Sekadar informasi, BRI Finance mencatatkan kelebihan permintaan (oversubscribed) sebanyak 147 persen atas penerbitan Obligasi I BRI Finance Tahun 2022. Obligasi perdana BRI Finance yang bernilai Rp1,03 triliun tersebut memiliki tenor 3 tahun dengan kupon final 6,95 persen.
Di sisi lain, BRI Finance mengakui, kenaikan suku bunga akan berpengaruh kepada kenaikan biaya dana atau cost of fund (CoF) bagi perusahaan multifinance secara umum.
Namun, setiap perusahaan multifinance memiliki struktur pendanaan yang berbeda-beda. Ada perusahaan yang memiliki proporsi funding jangka panjang yang lebih besar dibandingkan dengan proporsi funding jangka pendek, atau sebaliknya.
Baca Juga
Terkini, BRI Finance masih berupaya menjadi perusahaan multifinance dengan proporsi funding jangka panjang lebih besar, sehingga kenaikan suku bunga acuan tidak berdampak signifikan terhadap besaran kenaikan CoF.
"Oleh karena itu, dengan keberhasilan menerbitkan obligasi pada Agustus lalu, kami lebih optimistis menghadapi tantangan ekonomi. Penerbitan obligasi juga merupakan salah satu strategi guna mendukung inisiatif perusahaan lebih fokus ke pembiayaan konsumen yang memiliki karakteristik tenor panjang dan suku bunga tetap," tambahnya.
Taufiq pun mengamini jika kenaikan harga BBM bisa berpotensi meningkatkan rasio pembiayaan bermasalah (Non Performing Financing/NPF), akibat menurunnya daya beli masyarakat.
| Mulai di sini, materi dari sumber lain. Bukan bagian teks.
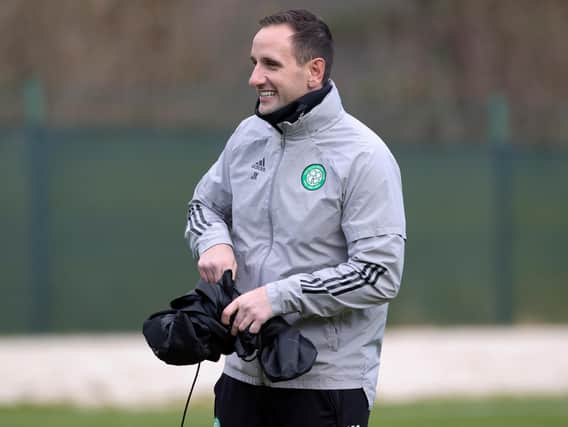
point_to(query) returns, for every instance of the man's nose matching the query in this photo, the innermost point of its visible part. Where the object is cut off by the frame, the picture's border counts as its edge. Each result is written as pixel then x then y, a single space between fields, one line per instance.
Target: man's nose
pixel 256 77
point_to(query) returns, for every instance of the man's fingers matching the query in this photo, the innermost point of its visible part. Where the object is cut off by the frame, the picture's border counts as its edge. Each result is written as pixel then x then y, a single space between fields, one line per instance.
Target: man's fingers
pixel 255 328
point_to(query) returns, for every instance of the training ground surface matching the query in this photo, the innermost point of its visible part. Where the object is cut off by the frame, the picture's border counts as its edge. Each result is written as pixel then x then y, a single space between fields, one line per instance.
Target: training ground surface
pixel 471 413
pixel 120 370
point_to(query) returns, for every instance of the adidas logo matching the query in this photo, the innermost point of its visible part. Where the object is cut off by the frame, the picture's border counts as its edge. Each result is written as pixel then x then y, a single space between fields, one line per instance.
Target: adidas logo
pixel 259 166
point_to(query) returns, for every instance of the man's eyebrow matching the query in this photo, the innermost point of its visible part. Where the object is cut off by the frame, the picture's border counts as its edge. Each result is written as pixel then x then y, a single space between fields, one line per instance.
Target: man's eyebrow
pixel 267 61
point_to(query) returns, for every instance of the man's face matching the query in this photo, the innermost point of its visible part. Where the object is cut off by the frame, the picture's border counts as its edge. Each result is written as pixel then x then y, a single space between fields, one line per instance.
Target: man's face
pixel 277 76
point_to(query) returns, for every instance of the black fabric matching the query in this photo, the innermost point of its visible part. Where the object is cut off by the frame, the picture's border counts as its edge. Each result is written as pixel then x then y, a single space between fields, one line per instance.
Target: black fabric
pixel 292 111
pixel 191 331
pixel 240 404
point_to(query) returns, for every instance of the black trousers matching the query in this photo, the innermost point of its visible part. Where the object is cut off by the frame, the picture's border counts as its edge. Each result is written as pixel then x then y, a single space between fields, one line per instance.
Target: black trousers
pixel 239 404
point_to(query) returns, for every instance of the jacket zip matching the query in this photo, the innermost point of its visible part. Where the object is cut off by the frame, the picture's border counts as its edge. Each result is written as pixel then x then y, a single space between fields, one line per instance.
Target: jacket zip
pixel 270 196
pixel 281 154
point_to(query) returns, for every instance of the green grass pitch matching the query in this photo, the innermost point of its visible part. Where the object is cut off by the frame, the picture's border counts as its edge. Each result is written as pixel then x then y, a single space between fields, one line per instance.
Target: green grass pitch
pixel 541 412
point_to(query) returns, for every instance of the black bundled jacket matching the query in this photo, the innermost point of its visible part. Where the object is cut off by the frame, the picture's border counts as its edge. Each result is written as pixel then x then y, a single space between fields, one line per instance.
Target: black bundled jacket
pixel 191 331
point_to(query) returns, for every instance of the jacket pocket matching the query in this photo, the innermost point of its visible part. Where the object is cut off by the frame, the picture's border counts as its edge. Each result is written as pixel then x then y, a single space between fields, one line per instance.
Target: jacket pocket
pixel 332 329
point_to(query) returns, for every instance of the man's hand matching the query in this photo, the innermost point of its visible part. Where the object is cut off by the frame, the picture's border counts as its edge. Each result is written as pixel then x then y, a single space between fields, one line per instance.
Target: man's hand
pixel 215 261
pixel 253 309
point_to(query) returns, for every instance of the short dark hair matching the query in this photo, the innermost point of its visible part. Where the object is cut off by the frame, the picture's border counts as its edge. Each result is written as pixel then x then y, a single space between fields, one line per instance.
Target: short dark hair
pixel 312 37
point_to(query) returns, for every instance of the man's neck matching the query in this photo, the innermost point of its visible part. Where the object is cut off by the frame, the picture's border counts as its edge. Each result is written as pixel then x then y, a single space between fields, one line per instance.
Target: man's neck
pixel 292 112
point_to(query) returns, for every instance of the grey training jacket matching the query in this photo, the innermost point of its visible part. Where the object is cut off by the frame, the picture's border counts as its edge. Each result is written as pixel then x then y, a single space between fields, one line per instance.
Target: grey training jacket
pixel 316 215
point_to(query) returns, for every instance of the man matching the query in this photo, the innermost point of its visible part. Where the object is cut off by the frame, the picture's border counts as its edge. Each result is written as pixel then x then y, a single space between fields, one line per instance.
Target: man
pixel 305 206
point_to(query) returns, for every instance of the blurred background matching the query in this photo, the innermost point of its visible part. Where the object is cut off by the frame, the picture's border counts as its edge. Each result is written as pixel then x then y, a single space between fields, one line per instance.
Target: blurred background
pixel 110 111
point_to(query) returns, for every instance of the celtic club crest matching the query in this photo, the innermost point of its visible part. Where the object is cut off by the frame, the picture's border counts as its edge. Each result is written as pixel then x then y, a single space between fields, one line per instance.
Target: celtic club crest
pixel 313 177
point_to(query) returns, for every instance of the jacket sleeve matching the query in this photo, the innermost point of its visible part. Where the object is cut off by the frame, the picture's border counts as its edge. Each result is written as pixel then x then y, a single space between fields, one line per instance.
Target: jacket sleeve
pixel 209 211
pixel 373 223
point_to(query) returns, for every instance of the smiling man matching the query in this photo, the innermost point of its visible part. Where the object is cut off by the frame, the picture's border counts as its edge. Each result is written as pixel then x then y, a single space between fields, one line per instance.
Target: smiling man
pixel 305 207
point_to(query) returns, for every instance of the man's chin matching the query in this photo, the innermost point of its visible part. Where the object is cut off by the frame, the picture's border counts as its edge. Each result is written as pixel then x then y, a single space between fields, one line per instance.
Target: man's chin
pixel 267 109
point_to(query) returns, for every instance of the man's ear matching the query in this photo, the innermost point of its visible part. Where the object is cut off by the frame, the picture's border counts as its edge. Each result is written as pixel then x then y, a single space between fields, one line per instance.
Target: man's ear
pixel 316 70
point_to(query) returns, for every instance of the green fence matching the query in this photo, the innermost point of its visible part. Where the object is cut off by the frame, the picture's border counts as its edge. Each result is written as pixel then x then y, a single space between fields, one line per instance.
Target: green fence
pixel 92 227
BRI Finance melihat ada potensi berkurangnya kemampuan debitur untuk membayar kewajiban angsuran, sehingga sebagian debitur akan memilih opsi menunda membayar angsuran, guna memenuhi kebutuhan yang lebih primer.
"Terkait NPF, kami tetap melanjutkan kebijakan prudential financing yang telah dilakukan selama ini secara konsisten. Juga memastikan bahwa calon-calon debitur yang mengajukan pembiayaan saat ini tentu telah memperhitungkan kemampuannya untuk membayar angsuran tepat waktu," jelasnya.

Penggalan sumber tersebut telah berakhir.